Last week I decided to write at least a sentence a day, every day, for the whole week. There were no other parameters – the sentences didn’t have to be about any specific thing or reach any specific length. They just had to get written.
April 6, 2024
Saturday
My roommate is out and I haven’t spoken to anyone all day. I did say “oh” out loud to myself when I clicked on some yarn and found out it costs $40 a skein. I’ve sent 46 text messages.1
Sunday
I haven’t written a short story since 2022. I reread one that I never published and am dissatisfied with it. I’m often dissatisfied with my shorter writing. There’s something too limiting about it – like I don’t have enough room to really sink into the story. When I’m writing a play or a novel it’s not until I get to the end of the first draft that I finally figure out what the thing is supposed to sound like. I have to stumble through a lot of words before I find my footing. (Probably this means that I need to spend more time on my short stories, but honestly I just don’t like them that much.)
Monday
The solar eclipse is today. I don’t have the special glasses, and neither do any of my neighbors, but we sit on our stoops and wait for the peak anyway. When the moment finally comes, there are too many clouds to see the sun. We trickle back into our houses without speaking. Rarely do you get treated to a cosmic disappointment.

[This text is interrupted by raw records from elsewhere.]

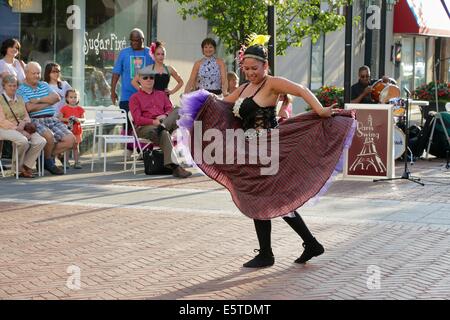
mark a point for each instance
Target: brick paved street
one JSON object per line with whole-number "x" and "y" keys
{"x": 141, "y": 237}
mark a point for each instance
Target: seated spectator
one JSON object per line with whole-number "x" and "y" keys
{"x": 155, "y": 118}
{"x": 285, "y": 111}
{"x": 52, "y": 75}
{"x": 13, "y": 119}
{"x": 39, "y": 99}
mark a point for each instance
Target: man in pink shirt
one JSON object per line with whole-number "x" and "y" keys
{"x": 155, "y": 118}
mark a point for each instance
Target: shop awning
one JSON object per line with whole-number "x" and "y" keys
{"x": 422, "y": 17}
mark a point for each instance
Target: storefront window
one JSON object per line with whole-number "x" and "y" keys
{"x": 420, "y": 62}
{"x": 77, "y": 34}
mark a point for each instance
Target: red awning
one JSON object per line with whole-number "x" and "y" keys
{"x": 422, "y": 17}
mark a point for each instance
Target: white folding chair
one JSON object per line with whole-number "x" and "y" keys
{"x": 112, "y": 117}
{"x": 40, "y": 164}
{"x": 146, "y": 141}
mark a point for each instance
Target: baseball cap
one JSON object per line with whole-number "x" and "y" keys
{"x": 146, "y": 71}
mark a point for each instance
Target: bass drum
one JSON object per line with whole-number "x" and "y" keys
{"x": 399, "y": 143}
{"x": 382, "y": 92}
{"x": 389, "y": 92}
{"x": 377, "y": 87}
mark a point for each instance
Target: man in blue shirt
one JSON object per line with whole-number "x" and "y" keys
{"x": 39, "y": 99}
{"x": 130, "y": 60}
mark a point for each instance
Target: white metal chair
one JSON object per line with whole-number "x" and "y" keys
{"x": 14, "y": 161}
{"x": 112, "y": 117}
{"x": 146, "y": 141}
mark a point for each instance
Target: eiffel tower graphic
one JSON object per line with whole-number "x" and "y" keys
{"x": 368, "y": 158}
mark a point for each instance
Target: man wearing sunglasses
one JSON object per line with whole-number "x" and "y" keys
{"x": 155, "y": 119}
{"x": 361, "y": 92}
{"x": 130, "y": 60}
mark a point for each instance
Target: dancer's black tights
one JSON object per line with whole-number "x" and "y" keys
{"x": 264, "y": 228}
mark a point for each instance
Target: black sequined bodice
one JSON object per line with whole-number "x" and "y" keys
{"x": 255, "y": 117}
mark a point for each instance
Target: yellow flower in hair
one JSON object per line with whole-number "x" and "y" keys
{"x": 257, "y": 39}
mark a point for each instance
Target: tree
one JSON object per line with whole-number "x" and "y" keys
{"x": 233, "y": 20}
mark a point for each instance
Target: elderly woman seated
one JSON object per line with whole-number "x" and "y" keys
{"x": 15, "y": 125}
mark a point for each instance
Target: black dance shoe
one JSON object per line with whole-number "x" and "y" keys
{"x": 312, "y": 249}
{"x": 265, "y": 258}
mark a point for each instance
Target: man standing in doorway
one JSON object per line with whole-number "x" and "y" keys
{"x": 130, "y": 60}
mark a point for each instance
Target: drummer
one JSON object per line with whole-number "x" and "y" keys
{"x": 361, "y": 91}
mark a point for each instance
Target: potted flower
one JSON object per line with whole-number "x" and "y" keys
{"x": 329, "y": 95}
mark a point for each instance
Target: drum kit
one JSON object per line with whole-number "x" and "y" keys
{"x": 388, "y": 93}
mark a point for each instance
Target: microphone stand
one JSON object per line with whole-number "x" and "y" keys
{"x": 406, "y": 173}
{"x": 438, "y": 116}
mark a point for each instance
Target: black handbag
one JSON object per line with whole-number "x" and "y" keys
{"x": 154, "y": 162}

I listen to Total Eclipse of the Heart six times.
Tuesday
My roommate Heather and I are playing Midnight In Salem, the widely hated most recent Nancy Drew game. We spend forever decrypting a note only to find out it’s a to-do list, inexplicably written in code.
“What the fuck was the point?” Heather says.
Wednesday
It’s the kind of day where I feel like I’m just slipping through life, waiting for something to happen.
Thursday
I know I want something, but what do I want?
Friday
It makes sense to me that so many writers are recluses. You spend enough time alone with your thoughts and they all start to seem significant.
Saturday, Again
I finish reading a book about a man who has forgotten who he is. A few minutes later I turn on the radio and hear a story about a girl with an unusually detailed memory. The girl describes the burden of never being able to forget certain moments. The radio host picks a random date several years ago and the girl says she gave a presentation in English class that day and had beef stroganoff for dinner.
What makes us who we are? If we’ve forgotten everything, are we still ourselves? And since memory rarely goes all at once, at what point of forgetting do you stop being you?
My grandma developed Alzheimer’s when I was very young. I assume she forgot me, but the ironic truth is that I can’t remember. I have no painful memories of her, just a vague sense of her presence and an image of the garden behind her house. Here’s another question about memory: how do you grieve someone you can’t remember?
A heavy place to end things maybe, but Saturday marks a full week’s worth of sentences. This was an interesting challenge, forcing me to reflect on days that didn’t feel particularly noteworthy and find something to say about them. I may do it again. For now, though, that’s it.